Al bajar las escaleras de la consulta me había desaparecido la ansiedad, la opresión en el pecho. París, ciertamente, era una fiesta. Hasta el Metro está lleno de anuncios alegres, me pareció confortador que Nicolas sirva sus finas botellas a domicilio. Hacía tiempo que no compraba flores. Claude estaba esperándome y no me deja pasar del vestíbulo sin apoderarse del ramillete y lo mira incrédula, baja un poco la cara y con la cara acaricia las rosas. Le ha gustado el frescor olvidado y húmedo. Me busca.

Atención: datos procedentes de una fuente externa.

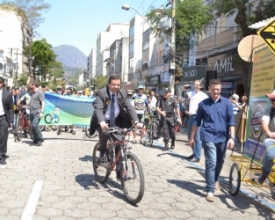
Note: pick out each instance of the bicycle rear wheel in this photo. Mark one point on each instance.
(132, 179)
(19, 129)
(101, 170)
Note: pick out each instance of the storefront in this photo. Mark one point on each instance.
(164, 82)
(152, 83)
(229, 69)
(190, 74)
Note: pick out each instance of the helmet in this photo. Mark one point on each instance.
(140, 87)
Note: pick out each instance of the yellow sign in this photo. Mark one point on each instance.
(268, 35)
(262, 81)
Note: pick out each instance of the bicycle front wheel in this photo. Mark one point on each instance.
(132, 179)
(101, 170)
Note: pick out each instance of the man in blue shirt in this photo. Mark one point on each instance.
(217, 132)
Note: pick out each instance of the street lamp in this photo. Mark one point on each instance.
(127, 8)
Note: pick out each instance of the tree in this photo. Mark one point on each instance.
(247, 12)
(22, 81)
(43, 57)
(192, 17)
(29, 13)
(100, 81)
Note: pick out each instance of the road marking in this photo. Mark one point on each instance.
(32, 202)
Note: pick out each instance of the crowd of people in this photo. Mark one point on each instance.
(210, 119)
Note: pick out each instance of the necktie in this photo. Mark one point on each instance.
(112, 115)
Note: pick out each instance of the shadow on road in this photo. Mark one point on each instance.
(88, 181)
(86, 158)
(241, 203)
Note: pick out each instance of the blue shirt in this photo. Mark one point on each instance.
(216, 118)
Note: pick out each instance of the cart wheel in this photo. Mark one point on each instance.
(234, 179)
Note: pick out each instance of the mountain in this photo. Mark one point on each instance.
(70, 56)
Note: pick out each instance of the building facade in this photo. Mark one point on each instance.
(105, 39)
(11, 43)
(91, 63)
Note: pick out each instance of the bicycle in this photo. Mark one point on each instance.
(49, 118)
(22, 126)
(127, 165)
(152, 131)
(87, 132)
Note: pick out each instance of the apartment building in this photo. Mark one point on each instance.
(11, 45)
(218, 50)
(119, 58)
(155, 61)
(91, 63)
(137, 27)
(105, 39)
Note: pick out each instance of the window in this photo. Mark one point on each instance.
(131, 47)
(131, 30)
(145, 45)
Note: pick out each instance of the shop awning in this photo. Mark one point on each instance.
(262, 23)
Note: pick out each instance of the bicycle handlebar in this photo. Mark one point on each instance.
(120, 130)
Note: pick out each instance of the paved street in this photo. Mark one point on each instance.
(63, 168)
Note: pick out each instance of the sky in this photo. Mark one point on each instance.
(78, 22)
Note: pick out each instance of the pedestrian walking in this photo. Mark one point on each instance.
(167, 107)
(195, 97)
(6, 119)
(37, 106)
(216, 119)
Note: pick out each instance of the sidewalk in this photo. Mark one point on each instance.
(261, 195)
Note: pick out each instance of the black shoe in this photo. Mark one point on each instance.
(194, 160)
(3, 161)
(190, 157)
(118, 175)
(33, 143)
(39, 143)
(165, 147)
(173, 145)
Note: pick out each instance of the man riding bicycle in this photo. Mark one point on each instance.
(111, 108)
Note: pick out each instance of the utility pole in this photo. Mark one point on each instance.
(172, 67)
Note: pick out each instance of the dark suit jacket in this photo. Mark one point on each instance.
(127, 112)
(8, 105)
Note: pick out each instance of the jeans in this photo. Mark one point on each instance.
(36, 132)
(197, 142)
(4, 134)
(214, 159)
(269, 157)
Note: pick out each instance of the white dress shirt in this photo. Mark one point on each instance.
(2, 111)
(108, 112)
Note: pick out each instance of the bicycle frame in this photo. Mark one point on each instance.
(111, 145)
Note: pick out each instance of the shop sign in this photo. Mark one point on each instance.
(165, 77)
(154, 79)
(193, 73)
(190, 73)
(227, 85)
(225, 65)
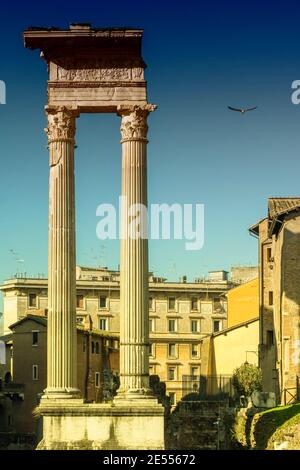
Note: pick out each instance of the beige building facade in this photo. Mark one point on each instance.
(279, 275)
(180, 315)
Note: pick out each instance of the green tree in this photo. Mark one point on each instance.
(246, 379)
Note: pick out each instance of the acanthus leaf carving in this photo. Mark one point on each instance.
(61, 124)
(134, 121)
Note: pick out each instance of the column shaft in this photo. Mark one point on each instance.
(134, 310)
(61, 336)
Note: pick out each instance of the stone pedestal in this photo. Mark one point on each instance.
(70, 425)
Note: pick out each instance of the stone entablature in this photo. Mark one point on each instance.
(98, 79)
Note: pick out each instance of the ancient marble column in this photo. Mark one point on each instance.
(134, 311)
(61, 330)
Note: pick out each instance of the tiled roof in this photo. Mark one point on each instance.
(281, 205)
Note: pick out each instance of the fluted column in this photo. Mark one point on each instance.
(134, 311)
(61, 334)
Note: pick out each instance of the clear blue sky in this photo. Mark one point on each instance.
(201, 57)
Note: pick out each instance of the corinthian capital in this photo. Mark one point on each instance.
(134, 121)
(61, 124)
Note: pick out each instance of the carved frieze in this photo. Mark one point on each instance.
(99, 70)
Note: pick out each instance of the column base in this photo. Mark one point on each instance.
(61, 394)
(143, 397)
(71, 426)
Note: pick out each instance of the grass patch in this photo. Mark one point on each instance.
(270, 425)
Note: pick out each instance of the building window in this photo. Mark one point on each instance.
(79, 301)
(194, 350)
(217, 326)
(152, 350)
(172, 350)
(194, 372)
(97, 379)
(103, 324)
(217, 303)
(171, 372)
(172, 325)
(269, 255)
(194, 326)
(102, 301)
(171, 303)
(35, 338)
(270, 338)
(194, 303)
(270, 298)
(286, 355)
(35, 372)
(151, 325)
(172, 396)
(32, 300)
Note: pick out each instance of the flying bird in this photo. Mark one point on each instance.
(242, 110)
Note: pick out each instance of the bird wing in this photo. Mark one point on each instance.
(235, 109)
(251, 109)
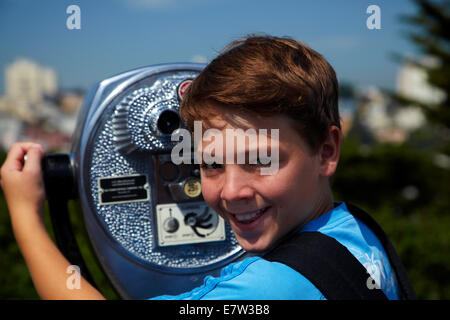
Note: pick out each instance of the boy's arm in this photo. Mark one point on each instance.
(24, 191)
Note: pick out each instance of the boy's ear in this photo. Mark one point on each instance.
(329, 152)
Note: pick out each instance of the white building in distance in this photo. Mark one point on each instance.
(27, 85)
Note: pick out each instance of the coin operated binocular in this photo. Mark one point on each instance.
(145, 216)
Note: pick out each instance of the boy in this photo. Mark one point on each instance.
(259, 82)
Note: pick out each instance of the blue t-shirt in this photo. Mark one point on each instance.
(257, 279)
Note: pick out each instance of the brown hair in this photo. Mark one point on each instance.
(268, 75)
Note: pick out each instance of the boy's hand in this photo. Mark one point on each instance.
(22, 182)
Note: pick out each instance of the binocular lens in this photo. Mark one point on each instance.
(168, 121)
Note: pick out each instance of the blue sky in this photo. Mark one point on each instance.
(119, 35)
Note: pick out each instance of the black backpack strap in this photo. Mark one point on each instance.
(404, 283)
(333, 269)
(329, 265)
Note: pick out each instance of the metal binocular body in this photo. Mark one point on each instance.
(145, 216)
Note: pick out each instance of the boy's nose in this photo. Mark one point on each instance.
(237, 185)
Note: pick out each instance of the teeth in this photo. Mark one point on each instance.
(247, 216)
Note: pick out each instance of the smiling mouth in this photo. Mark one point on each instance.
(247, 218)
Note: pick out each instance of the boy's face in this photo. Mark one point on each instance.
(263, 208)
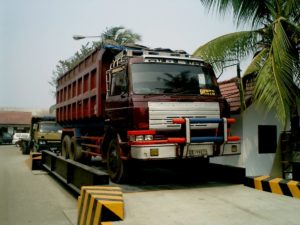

No, espera. Ahora tengo que hacer algo.
El Vigia da Beira es el único hilo, delgado, que me enlaza con mi tierra propia. Solo el semanario independiente, llegándome cada medio mes aunque en la cabecera siga poniendo semanario. En un rincón de mi taller están los ejemplares sucesivos, intactos, quietos, mudos. También sé que en uno de ellos, sé exactamente en cuál, habita el vencimiento de la última tentación. No se resista en vano, amigo mío, todo lo que usted quiera y usted pueda, hágalo. Meto dos dedos de mi mano derecha entre el periódico y su faja. Despacio, tranquilo, con la seguridad de quien ha encontrado un camino que ya nadie podrá cegarle. En este tiempo ruin he pensado que no soportaría desplegar el formato invariable y modesto y llegar a la página de las esquelas, por si realmente estaba allí el nombre que yo sé, con los apellidos verdaderos, sus afligidas hermanas, y la fotografía y la fecha. Y ahora:
Bien, gatita, le malheur c’est fini.
Claude no sabe toda esta historia, viene y se frota contenta de arriba abajo, del contacto surge una electricidad fugaz, no sé si es su cuerpo o el tejido de nailon de la blusa.
Solo un momento, quieres —todavía la aparto.
Porque tiene algo de morboso, y agradable: ahora que está la liberación en la mano, demorarla. Saber que basta un tironcillo al precinto engomado y —de pronto la he presentido, la empiezo a oír zumbar, la veo— ella caerá fulminada para nunca jamás volver. Para nunca jamás volver. Para-nun-ca-ja-más-vol-ver… ¡NO!
Pero chéri.
Bolas, NÁO! Ya es demasiado adulta. Se ha criado a mi lado. ¿Y es que no se puede coger cariño a una mosca?
(Travelling lento hasta plano grande de mosca ocupando toda la pantalla).